The shadow chancellor, Ed Balls, said: “These shocking figures speak for themselves. As we warned two years ago, David Cameron and George Osborne’s ill-judged plan has turned Britain’s recovery into a flatlining economy and now a deep and deepening recession.”
Sterling fell sharply on the foreign exchanges as dealers took fright at the possibility that the credit rating agencies might strip Britain of its prized AAA status, after as a result of a growth performance that has seen activity declined in five of the past seven quarters and made Britain the worst performing country in the G8 group of industrialised countries, apart from Italy.
After a slower recovery than following the Great Depression of the 1930s, UK output is 4.5% lower than it was when the economy peaked in early 2008.
The British Chambers of Commerce and the Institute of Directors both called on the government to show “leadership”, urging Osborne to take advantage of low interest rates to borrow for public investment.
The chancellor said the GDP figures were “disappointing”, but that 800,000 private sector jobs had been created while the government had been reducing its inherited budget deficit by 25%.
Osborne, who has been unsettled by criticism that he is a part-time chancellor because of his other role as the Tories’ main political strategist, told ITV news: “I only have one job … chancellor of the exchequer.”
The prime minister will blame Britain’s poor growth on the crisis in the eurozone. “The challenge is particularly great in our neighbourhood,” the prime minister will tell a global investment conference at Lancaster House in London. “Since the financial crash the world economy has grown by 20%. But Europe’s has hardly grown at all.” He will signal that the prolonged double-dip recession is likely to lead to tough decisions in the spending review expected in 2014.
Although business groups and the City had been expecting a small decline in output in the three months to June, they were taken aback by news that the three main sectors of the economy – services, industrial production and construction – had all suffered falls in activity. The quarterly fall was more than three times as large as the City had been predicting and left the economy 0.8% smaller than a year earlier.

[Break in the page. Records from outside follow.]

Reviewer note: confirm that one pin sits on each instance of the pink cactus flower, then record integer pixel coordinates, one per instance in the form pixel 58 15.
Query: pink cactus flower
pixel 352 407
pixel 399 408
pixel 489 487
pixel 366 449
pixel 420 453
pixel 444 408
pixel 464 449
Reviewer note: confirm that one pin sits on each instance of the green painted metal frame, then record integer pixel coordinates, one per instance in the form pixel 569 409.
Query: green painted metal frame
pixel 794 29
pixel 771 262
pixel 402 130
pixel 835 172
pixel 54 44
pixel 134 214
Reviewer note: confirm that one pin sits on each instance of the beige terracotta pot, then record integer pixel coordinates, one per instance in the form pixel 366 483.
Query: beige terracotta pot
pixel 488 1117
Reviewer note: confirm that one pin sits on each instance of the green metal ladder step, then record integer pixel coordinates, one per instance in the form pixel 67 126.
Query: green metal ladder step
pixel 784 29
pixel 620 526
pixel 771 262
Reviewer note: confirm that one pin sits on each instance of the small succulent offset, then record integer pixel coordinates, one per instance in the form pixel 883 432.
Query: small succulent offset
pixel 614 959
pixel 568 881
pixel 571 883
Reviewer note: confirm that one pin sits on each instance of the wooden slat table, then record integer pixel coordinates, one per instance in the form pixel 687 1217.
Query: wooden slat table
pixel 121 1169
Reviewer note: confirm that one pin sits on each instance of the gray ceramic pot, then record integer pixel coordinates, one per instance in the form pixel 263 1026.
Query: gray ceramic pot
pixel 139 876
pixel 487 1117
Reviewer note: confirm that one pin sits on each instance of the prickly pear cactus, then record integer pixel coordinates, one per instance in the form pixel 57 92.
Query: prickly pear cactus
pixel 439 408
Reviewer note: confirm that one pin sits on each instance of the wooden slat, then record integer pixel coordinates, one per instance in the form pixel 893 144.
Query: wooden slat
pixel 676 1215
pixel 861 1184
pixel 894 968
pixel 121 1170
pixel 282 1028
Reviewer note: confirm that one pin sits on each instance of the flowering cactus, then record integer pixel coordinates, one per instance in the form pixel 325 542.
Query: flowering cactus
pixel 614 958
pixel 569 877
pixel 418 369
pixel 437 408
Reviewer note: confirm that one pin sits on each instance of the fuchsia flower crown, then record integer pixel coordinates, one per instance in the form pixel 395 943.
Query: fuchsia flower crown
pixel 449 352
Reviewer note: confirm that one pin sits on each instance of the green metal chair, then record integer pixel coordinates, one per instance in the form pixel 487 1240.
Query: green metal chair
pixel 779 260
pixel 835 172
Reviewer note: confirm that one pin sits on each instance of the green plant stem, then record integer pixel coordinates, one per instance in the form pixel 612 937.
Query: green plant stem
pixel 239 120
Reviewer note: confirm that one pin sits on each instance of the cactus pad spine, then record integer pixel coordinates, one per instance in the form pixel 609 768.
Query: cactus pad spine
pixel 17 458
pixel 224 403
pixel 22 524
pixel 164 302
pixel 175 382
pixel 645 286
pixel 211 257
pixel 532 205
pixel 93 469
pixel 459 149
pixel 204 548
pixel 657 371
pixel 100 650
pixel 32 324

The TUC general secretary, Brendan Barber, said: “The UK is on course for a longer depression than the ’30s, the tightest squeeze in living standards since the ’20s and more than a million young people are currently out of work. The government must abandon self-defeating austerity and prioritise public and private investment in infrastructure and in the futures of our long-term unemployed to get Britain working again.”

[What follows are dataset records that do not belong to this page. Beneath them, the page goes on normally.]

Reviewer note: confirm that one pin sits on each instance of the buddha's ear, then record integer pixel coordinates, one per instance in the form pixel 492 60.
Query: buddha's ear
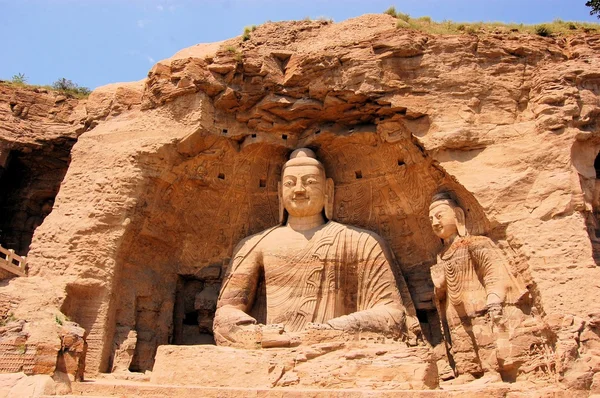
pixel 329 191
pixel 460 221
pixel 281 207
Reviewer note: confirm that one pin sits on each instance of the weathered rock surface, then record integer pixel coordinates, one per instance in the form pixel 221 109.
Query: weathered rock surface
pixel 172 172
pixel 326 365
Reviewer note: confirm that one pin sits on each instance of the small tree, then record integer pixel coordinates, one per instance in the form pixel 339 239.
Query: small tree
pixel 68 87
pixel 595 5
pixel 63 84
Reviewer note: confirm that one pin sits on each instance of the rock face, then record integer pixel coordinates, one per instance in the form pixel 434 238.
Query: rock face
pixel 170 173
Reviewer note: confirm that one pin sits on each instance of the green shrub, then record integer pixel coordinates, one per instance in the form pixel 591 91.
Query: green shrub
pixel 391 11
pixel 402 16
pixel 247 31
pixel 19 78
pixel 67 87
pixel 542 30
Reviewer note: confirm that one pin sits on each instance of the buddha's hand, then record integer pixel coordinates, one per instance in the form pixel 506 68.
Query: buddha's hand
pixel 233 327
pixel 494 312
pixel 318 326
pixel 274 335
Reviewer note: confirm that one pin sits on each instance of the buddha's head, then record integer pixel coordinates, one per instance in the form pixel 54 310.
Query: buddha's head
pixel 446 217
pixel 304 190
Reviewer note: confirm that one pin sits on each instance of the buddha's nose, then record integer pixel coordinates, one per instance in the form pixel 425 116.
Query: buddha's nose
pixel 299 187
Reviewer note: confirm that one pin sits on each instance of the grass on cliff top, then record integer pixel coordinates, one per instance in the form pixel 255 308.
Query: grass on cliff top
pixel 61 86
pixel 427 25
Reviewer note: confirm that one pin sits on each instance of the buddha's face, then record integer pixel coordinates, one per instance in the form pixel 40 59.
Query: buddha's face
pixel 303 190
pixel 443 221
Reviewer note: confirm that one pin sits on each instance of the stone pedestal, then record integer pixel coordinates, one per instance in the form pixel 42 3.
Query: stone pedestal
pixel 338 365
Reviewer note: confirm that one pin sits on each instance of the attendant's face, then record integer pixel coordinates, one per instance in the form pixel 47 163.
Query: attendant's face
pixel 303 190
pixel 443 221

The UK is expected to emerge from its first double-dip recession since the 1970s in the third quarter, when a combination of the London Olympics and a bounce back from the production losses after the extra June bank holiday will provide a boost to activity.

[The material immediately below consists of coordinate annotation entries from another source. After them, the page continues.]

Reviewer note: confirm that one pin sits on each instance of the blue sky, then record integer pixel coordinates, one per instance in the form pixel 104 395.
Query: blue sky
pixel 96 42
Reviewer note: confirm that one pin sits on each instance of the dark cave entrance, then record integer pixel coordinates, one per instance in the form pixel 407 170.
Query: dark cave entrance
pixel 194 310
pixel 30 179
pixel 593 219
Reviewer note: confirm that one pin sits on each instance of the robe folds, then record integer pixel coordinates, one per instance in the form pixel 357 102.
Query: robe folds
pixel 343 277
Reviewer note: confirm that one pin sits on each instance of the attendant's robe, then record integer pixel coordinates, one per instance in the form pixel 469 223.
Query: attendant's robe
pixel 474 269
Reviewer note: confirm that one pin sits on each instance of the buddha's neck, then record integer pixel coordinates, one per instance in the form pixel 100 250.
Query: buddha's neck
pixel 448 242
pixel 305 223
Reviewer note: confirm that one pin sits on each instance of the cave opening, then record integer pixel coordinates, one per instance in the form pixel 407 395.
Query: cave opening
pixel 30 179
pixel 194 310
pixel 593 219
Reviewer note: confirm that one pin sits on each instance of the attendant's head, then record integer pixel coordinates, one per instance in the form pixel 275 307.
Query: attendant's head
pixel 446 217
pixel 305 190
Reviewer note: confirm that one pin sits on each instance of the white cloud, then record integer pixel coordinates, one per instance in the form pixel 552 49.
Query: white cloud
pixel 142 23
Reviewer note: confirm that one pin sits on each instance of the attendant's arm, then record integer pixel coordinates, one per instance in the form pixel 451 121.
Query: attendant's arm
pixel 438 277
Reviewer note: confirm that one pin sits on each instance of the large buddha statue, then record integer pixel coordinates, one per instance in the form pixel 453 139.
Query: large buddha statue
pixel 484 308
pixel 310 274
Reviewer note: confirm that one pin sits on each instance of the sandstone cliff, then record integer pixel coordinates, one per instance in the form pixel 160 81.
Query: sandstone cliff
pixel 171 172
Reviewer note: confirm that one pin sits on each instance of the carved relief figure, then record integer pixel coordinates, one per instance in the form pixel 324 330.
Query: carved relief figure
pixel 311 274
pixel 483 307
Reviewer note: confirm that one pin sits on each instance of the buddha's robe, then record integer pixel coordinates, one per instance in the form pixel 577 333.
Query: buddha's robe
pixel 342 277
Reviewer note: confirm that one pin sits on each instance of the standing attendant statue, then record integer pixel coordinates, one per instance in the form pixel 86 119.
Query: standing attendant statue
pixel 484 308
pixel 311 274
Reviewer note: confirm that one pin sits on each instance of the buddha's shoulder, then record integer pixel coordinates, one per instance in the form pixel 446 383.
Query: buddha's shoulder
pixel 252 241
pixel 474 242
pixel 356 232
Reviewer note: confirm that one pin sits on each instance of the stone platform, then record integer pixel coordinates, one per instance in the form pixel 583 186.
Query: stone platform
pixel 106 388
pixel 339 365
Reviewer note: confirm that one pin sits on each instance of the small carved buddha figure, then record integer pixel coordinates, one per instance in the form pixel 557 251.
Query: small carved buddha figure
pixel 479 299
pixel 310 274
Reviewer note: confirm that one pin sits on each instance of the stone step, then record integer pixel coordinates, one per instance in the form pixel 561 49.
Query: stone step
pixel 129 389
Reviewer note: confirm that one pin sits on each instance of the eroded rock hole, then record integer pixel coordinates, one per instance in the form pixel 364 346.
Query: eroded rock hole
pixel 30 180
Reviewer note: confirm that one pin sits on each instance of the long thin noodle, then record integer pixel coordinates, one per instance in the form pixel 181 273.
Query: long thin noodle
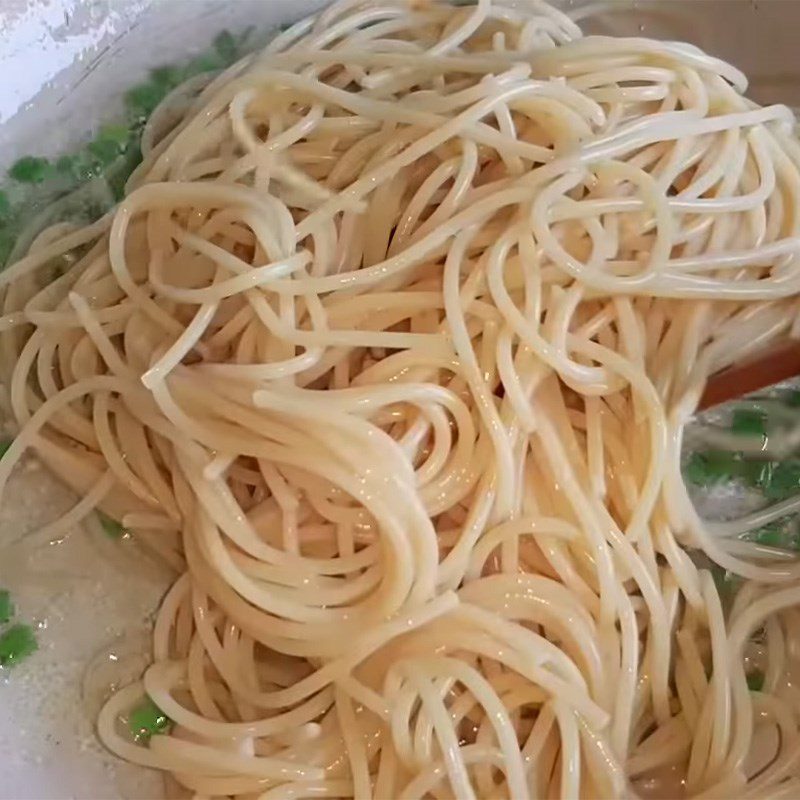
pixel 388 350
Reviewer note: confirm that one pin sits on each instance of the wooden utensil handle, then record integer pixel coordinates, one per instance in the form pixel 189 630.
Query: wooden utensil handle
pixel 757 372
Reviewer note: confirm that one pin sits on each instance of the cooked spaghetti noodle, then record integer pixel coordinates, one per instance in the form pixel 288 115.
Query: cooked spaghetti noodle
pixel 388 351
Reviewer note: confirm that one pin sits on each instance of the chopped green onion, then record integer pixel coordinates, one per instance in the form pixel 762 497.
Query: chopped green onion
pixel 143 99
pixel 772 535
pixel 147 720
pixel 713 466
pixel 784 481
pixel 6 606
pixel 16 644
pixel 757 473
pixel 747 422
pixel 30 169
pixel 7 240
pixel 755 681
pixel 119 134
pixel 112 528
pixel 793 399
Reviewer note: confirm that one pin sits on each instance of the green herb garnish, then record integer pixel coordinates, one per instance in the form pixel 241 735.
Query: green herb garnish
pixel 747 422
pixel 30 169
pixel 16 644
pixel 784 480
pixel 713 466
pixel 6 606
pixel 147 720
pixel 112 528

The Bank of England announced this month that it was expanding its quantitative easing programme by £50bn to £375bn in an attempt to boost the amount of credit available to households and businesses. Some City analysts believe the total could eventually reach £500bn and that Threadneedle Street may contemplate cutting the bank rate – already at a historic low of 0.5% – to 0.25% in an attempt to boost growth.
John Longworth, the director general of the British Chambers of Commerce, said: “While many firms are faring better than official statistics may suggest, it’s time for the government to be bold and show leadership.
Ministers can’t expect firms to bust a gut to grow if they fail to take a long-term approach to creating an enterprise-friendly environment. “Deficit-reduction is vital, and businesses aren’t expecting handouts. But we need a government that will pull the levers only it can reach to help companies export, invest, create new jobs and grow. That means infrastructure investment, the creation of a state-backed business bank to lend to new and growing companies, and meaningful deregulation.”
Corin Taylor, senior economic adviser at the Institute of Directors, said: “To help unlock corporate cash piles, government needs to show decisive leadership and a real sense of purpose.”
Trevor Greetham, director of asset allocation at Fidelity Worldwide Investment, said: “Borrowing your way out of recession isn’t as mad as it sounds. With 10-year gilt yields at a record low 1.5%, the markets are sending a clear signal that there is substantially more headroom for counter-cyclical fiscal stimulus. If the economy responds, an increase in tax revenues should more than repay the additional cost and a rise in wages will help the consumer to grow into their debt.”